= Spam in blogs =

Form of spamdexing

Spam in blogs (also known as blog spam, comment spam, or social spam) is a form of spamdexing which utilizes internet sites that allow content to be publicly posted, in order to artificially inflate their website ranking by linking back (also referred to as backlinking) to their web pages. Backlinking helps search algorithms determine the popularity of a web page, which plays a major role for search engines like Google and Microsoft Bing to decide a web page ranking on a certain search query. This helps the spammer's website to list ahead of other sites for certain searches, which helps them to increase the number of visitors to their website.

It may be done by posting random comments on other blog websites (usually by an automated process), or by copying other websites' content and using it on free-to-use publishing services like Blogger and WordPress or publicly accessible wikis, digital guest books, and internet forums.

Note that blog spam also has another meaning, specifically when a blog author creates posts without adding any informational or educational value solely for publishing them on other websites

==History==
This type of spam originally appeared in internet guestbooks, where spammers repeatedly filled a guestbook with links to their sites and irrelevant comments, to increase their search engine rankings. If an actual comment is given, it is often just "cool page", "nice website", or keywords of the spammed link.

In 2003, spammers began to take advantage of the open nature of comments in the blogging software like Movable Type by repeatedly placing comments on various blog posts that provided nothing more than a link to the spammer's commercial web site. Jay Allen created a free plugin, called MT-BlackList, for the Movable Type weblog tool (versions prior to 3.2) that attempted to alleviate this problem. Many blogging packages now have methods of preventing or reducing the effect of blog spam built in due to its prevalence, although spammers too have developed tools to circumvent them.
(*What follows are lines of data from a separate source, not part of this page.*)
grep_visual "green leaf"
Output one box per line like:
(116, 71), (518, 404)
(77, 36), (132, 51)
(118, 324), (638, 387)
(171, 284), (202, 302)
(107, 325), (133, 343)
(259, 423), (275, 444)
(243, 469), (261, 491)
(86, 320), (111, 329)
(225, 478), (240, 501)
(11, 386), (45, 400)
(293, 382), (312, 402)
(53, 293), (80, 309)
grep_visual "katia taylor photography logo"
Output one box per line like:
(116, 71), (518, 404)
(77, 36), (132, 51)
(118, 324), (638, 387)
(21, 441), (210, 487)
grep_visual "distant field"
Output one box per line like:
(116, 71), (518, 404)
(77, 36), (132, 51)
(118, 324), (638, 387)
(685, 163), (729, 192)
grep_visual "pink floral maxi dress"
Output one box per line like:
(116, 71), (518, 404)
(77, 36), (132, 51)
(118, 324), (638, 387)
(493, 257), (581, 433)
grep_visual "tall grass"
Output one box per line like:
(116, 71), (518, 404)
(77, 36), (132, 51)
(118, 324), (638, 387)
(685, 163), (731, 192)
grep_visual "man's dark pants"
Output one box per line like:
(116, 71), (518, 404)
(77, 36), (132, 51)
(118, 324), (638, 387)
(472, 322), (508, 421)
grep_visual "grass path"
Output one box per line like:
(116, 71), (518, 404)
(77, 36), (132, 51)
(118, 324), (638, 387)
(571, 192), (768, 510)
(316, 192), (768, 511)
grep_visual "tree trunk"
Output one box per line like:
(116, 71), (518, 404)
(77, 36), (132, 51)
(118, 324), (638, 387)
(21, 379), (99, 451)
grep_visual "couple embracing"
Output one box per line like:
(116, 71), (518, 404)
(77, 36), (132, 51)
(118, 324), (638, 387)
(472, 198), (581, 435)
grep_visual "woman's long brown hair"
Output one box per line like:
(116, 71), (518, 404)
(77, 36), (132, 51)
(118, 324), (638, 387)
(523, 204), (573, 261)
Many spammers use special blog spamming tools like trackback submitter to bypass comment spam protection on popular blogging systems like Movable Type, WordPress, and others.

==Application-specific implementations==
Particularly popular software products such as Movable Type and MediaWiki have developed or included anti-spam measures, as spammers focus more on targeting those platforms due to their prevalence on the Internet. Whitelists and blacklists that prevent certain IPs from posting, or that prevent people from posting content that matches certain filters, are common defences although most software tends to use a combination of the variety of different techniques documented below.

The goal in every potential solution is to allow legitimate users to continue posting their comments (and often even add links to their comments, as that is considered by some to be a valuable aspect of any comments section, when the links are relevant or related to the article or content) whilst preventing all spam links or irrelevant comments from being viewable to the site's owner and visitors.